De temps à autre, assez rarement, les médias évoquent de tels pardons étonnants comme celui de Jean-Paul II à Mehmet Ali Agça qui avait tenté de l’assassiner. Cependant on entend plus fréquemment des témoignages du type « Jamais je ne lui pardonnerai. C’est impensable, il m’a fait trop de mal. »
Mon Dieu, que le pardon est difficile ! La question elle-même du pardon est bien difficile
Elle nous poursuit depuis notre enfance. « Demande pardon ! » disaient nos parents quand on avait fat une bêtise. Elle interfère avec notre foi. Elle culmine avec des interrogations vertigineuses : Tout est-il pardonnable ? Peut-on pardonner à celui qui ne demande pas pardon ? Comment demander pardon ou pardonner à celui qui est mort ?
Pour les chrétiens et sans doute pour d’autres croyants, le pardon aux frères et le pardon que nous demandons à Dieu sont liés. Deux siècles avant Jésus-Christ, Ben Sira le Sage a déjà évoqué ce lien que Jésus a repris à son compte.
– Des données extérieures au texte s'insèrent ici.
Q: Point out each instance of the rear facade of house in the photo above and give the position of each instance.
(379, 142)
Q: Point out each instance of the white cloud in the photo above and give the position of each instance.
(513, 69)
Au cours de la messe, nous n’arrêtons pas de demander pardon à Dieu. Dès l’ouverture, avec la préparation pénitentielle conclue par « Que Dieu nous fasse miséricorde, qu’il nous pardonne nos péchés« , puis dans le Gloria « Toi qui enlèves le péché du monde, prends pitié de nous« , le Notre Père « Pardonne-nous nos offenses« , que le prêtre prolonge ainsi « Par ta miséricorde, libère-nous du péché » puis « Ne regarde pas nos péchés » Je passe sur le geste de paix qui n’est pas vraiment un geste de réconciliation, sauf en couple quand on s’est disputé avant de partir à la messe. Avant la communion on remet çà « Agneau de Dieu, prends pitié de nous » et enfin « Seigneur je ne suis pas digne de te recevoir, mais dis seulement une parole et je serai guéri.«
Le profane attentif qui viendrait pour la première fois à la messe pourrait dire à la sortie : « Et bien, vous demandez beaucoup pardon. Pourquoi insistez-vous autant ? Ou bien vous êtes très, très pécheurs…Ou bien vous n’y croyez pas tant que çà à la miséricorde de votre Dieu ? On dirait que vous parlez à un sourd. Ou bien ceux qui ont bâti la messe sont partisans de la pédagogie de la répétition. Ou alors ils ont mis bout à bout des prières anciennes sans se rendre compte que cela créait des redondances. Par contre l’évocation du pardon aux frères est timide : ‘Comme nous pardonnons aussi à ceux qui nous ont offensés’. On dirait que ça vous écorche la bouche.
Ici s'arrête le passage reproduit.